The Puyallup City Council met with town residents early this month to discuss a new ordinance that will restrict where homeless shelters and day centers can reside.
The ordinance is attempting to enforce a 1,000 foot buffer between homeless services and what is considered “sensitive areas” such as schools, libraries, daycare centers and other similar businesses.
“This is consistent with the 1000 foot buffer that the state requires for marijuana selling operations and with the 1000 foot buffer required as a ‘drug free zone’ around schools.” Puyallup City Council member Cynthia Jacobsen elaborated on this subject via email.
“We want to be consistent with the Washington state guidelines for other uses which seem to pose risk.”
Jacobsen went on to write that homeless centers are connected with increased violence and crime: a complaint that many Puyallup residents had at the town meeting. Some of the complaints included aggression, property damage and theft by homeless individuals.
Patty Denny of the Puyallup City Chamber talked about her personal experiences with the homeless in a recording of the city council regular meeting.
“I can remember when the homeless first started, I was at the chamber office and I felt very unsafe down there simply because they would walk in the door and they would yell at me,” Denny said. “Now I can go down there and I feel safe. There’s a different climate in downtown Puyallup now.”
Tim Mellema, a Puyallup business owner, was another in the recording who approved of the new ordinance.

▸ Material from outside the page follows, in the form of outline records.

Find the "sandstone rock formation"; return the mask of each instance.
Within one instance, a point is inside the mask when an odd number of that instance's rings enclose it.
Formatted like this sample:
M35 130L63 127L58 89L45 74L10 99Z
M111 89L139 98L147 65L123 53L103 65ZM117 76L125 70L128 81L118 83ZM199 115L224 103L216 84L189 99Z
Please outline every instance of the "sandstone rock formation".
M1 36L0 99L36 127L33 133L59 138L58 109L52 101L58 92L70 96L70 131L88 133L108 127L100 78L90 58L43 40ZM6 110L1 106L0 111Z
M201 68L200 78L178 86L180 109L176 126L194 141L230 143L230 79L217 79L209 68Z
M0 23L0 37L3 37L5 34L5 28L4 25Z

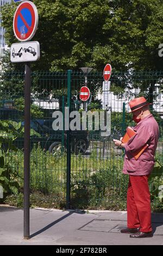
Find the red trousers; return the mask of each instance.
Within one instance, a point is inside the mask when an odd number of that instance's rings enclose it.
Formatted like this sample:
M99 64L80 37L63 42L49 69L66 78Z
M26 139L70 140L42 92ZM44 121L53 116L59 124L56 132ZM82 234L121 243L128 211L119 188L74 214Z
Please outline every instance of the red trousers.
M141 232L152 230L148 176L130 175L127 190L127 227Z

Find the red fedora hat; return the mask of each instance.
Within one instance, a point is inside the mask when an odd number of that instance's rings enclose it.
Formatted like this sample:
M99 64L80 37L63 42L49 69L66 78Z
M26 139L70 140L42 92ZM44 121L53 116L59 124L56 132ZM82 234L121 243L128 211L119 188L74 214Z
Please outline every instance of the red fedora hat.
M129 105L131 111L129 113L131 113L145 106L152 105L152 103L148 102L145 97L140 97L130 100L129 102Z

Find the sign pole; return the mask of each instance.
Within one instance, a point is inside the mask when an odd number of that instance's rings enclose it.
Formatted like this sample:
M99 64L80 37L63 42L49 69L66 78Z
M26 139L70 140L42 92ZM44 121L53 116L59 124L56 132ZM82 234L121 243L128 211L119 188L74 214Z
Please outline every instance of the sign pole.
M30 64L25 65L24 84L24 239L30 239Z

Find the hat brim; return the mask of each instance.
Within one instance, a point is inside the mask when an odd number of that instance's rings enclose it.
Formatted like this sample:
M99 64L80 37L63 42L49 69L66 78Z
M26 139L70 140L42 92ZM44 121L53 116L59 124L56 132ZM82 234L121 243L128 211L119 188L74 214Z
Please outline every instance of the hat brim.
M136 108L136 109L133 110L132 111L130 111L130 112L128 112L128 113L133 113L133 112L135 112L135 111L136 111L137 110L139 109L140 108L141 108L145 107L145 106L147 106L147 105L152 105L152 103L147 103L145 105L142 106L142 107L138 107L137 108Z

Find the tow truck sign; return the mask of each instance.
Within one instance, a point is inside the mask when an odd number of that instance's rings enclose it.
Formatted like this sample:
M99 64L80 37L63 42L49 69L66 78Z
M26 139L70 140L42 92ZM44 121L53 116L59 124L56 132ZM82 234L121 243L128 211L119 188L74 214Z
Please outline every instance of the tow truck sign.
M35 62L40 58L40 44L36 41L12 44L10 48L11 62Z

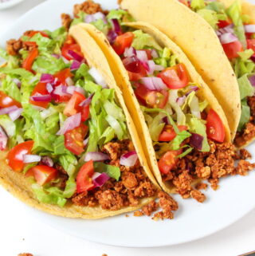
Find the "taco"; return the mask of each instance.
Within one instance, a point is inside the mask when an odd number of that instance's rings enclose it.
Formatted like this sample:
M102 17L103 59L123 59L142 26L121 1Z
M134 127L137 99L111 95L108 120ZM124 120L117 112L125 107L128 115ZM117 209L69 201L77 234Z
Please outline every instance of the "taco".
M124 0L121 6L135 18L157 26L182 47L222 104L233 135L237 128L234 143L243 148L255 138L255 6L233 0L180 2L189 8L175 0L160 3ZM237 78L239 93L224 52ZM216 77L210 77L212 73Z
M140 208L159 186L103 53L88 33L73 36L81 48L62 27L1 49L0 183L65 217Z
M212 92L181 49L147 23L123 24L112 45L93 25L70 31L81 29L104 51L160 186L202 202L194 187L201 179L216 188L218 178L235 173L230 128Z

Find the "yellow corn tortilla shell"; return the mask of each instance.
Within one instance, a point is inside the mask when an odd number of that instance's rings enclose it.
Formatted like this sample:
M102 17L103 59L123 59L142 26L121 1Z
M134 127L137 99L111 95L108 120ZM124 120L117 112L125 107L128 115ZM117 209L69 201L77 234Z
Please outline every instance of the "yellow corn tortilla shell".
M119 100L120 104L125 114L128 128L139 156L141 166L143 167L144 171L151 181L159 189L160 189L148 167L148 163L143 152L143 148L140 144L133 120L131 118L127 107L124 104L124 99L121 95L122 93L117 87L116 81L112 76L110 68L108 67L104 53L101 52L96 42L91 38L91 37L83 30L73 28L71 30L70 33L71 35L80 44L82 52L86 57L86 60L89 65L96 68L97 70L100 72L107 84L109 85L109 88L116 89L116 97ZM9 192L26 204L52 215L68 218L81 218L89 219L102 219L135 211L155 199L155 197L143 199L139 201L138 206L126 207L118 211L103 210L101 207L79 207L71 203L70 202L68 202L64 207L60 207L57 205L40 203L33 192L29 179L25 177L23 174L13 171L6 164L6 152L0 152L0 184L2 184Z
M202 99L206 99L208 101L209 105L218 112L225 127L226 140L230 141L231 136L230 128L221 105L218 104L213 93L202 81L200 75L196 72L192 64L181 50L181 49L173 41L171 41L165 34L147 23L133 22L127 23L126 25L135 29L142 30L143 31L151 34L152 37L154 37L154 38L156 39L157 42L162 47L167 47L171 49L171 51L178 57L179 61L186 65L186 68L190 77L190 81L196 83L199 86L200 89L198 91L198 96ZM114 49L106 39L104 34L97 30L92 25L83 23L76 25L76 26L83 28L84 30L88 31L104 51L116 81L123 92L126 105L136 126L136 130L143 147L146 157L147 160L150 160L151 168L153 170L157 181L165 191L169 193L175 192L175 189L171 183L163 183L162 180L149 129L146 124L144 116L141 111L139 104L134 95L134 91L129 81L128 74L123 65L122 61L115 53Z
M122 0L137 20L155 26L175 41L222 105L233 140L241 116L238 84L213 28L177 0Z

He called the 1,000 foot buffer a great compromise and applauded the city’s willingness to work with providers who pitched locations that did not meet the 1,000 foot criteria. Mellema went on to urge the city council members to not allow bullies to destroy the city.
Despite the approval of some residents and business owners, there are others who feel very different. One is Robin Farris, who has been working on the Puyallup City Council for the past three years. Farris was one of the two who voted against the new ordinance.
During her interview, Farris talked about other cities who are going through homeless problems. She primarily used Boise, Idaho as an example.
Six homeless people sued Boise, Idaho for banning sleeping in public spaces. Stating the homeless community had a right to sleep outside if they had nowhere else to go, the 9th U.S. Circuit Court of Appeals sided against the city.
“What that means for us is that we cannot tell people to move if they are sleeping somewhere out in the open,” Farris said. “I mean, we can say ‘not in parks —’ what we have done — or ‘not here or there.’ But we can’t say ‘you can’t sleep in Puyallup.’”
Despite the new ordinance, the New Hope Resource Center is set to be “grandfathered,” meaning they will be unaffected by the new restrictions this ordinance is set to enforce and will continue to provide homeless services.
Not only have residents voiced disapproval of this decision, but many have complained about criminal activity in the resource center’s surrounding area. Puyallup and its residents continue to voice their opinions in the face of evident change.